Roenicke had his answer.

“I saw the great pitcher that he was,” he said. “The velocity’s not what he used to pitch at. This is a true, legitimate No. 1 starter.”

Wainwright said he pitched too “fine” early in the game, and as he became more aggressive, the velocity improved. He got Braun to hit into a double play on a 93-mph fastball in the sixth before hanging a curve to Ramirez.

“You can look at my breaking ball, especially my bigger breaking ball, and I was not locating like I normally would,” Wainwright said. “But I would say the same thing about my heater. My fastball, I wouldn’t say it was erratic, but I was missing. As the game went, it got better. It’s a pitch away from being 1-0.”

The Cardinals were going off spring reports as well, and heard that Greinke wasn’t only successful in spring (2.82 ERA) but toying with a new pitch. Greinke threw at least 20 cut fastballs in one spring start to master it. He riddled the Cardinals with it. The Cardinals never reached third base safely against him and only twice got the tying run to second base, each time with two outs.

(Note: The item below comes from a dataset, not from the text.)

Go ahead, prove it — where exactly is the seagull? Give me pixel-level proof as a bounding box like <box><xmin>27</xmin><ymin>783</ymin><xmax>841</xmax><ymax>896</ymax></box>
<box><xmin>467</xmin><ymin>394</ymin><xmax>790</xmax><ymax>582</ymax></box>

Greinke’s Miller Park ERA dropped to 2.91.

“His personality probably lends itself to when he’s comfortable he is going to pitch very well,” Cardinals first baseman Lance Berkman said. “He’s … very comfortable here.”

The Cardinals bullpen allowed two homers that helped the Brewers pull away in the final three innings. Victor Marte relieved Wainwright and the first hitter he faced as a Cardinal, Hart, tagged him with a two-run homer.

In the past, manager Tony La Russa would use this loss to point to the rubber game Sunday at Miller and reinforce his “win the series” mantra.

“I haven’t been stressing that,” Matheny said. “I stress that we compete every pitch. We just go out and control the things that we can control and not go in necessarily with the goal of winning the series. … We break it down into more manageable pieces.”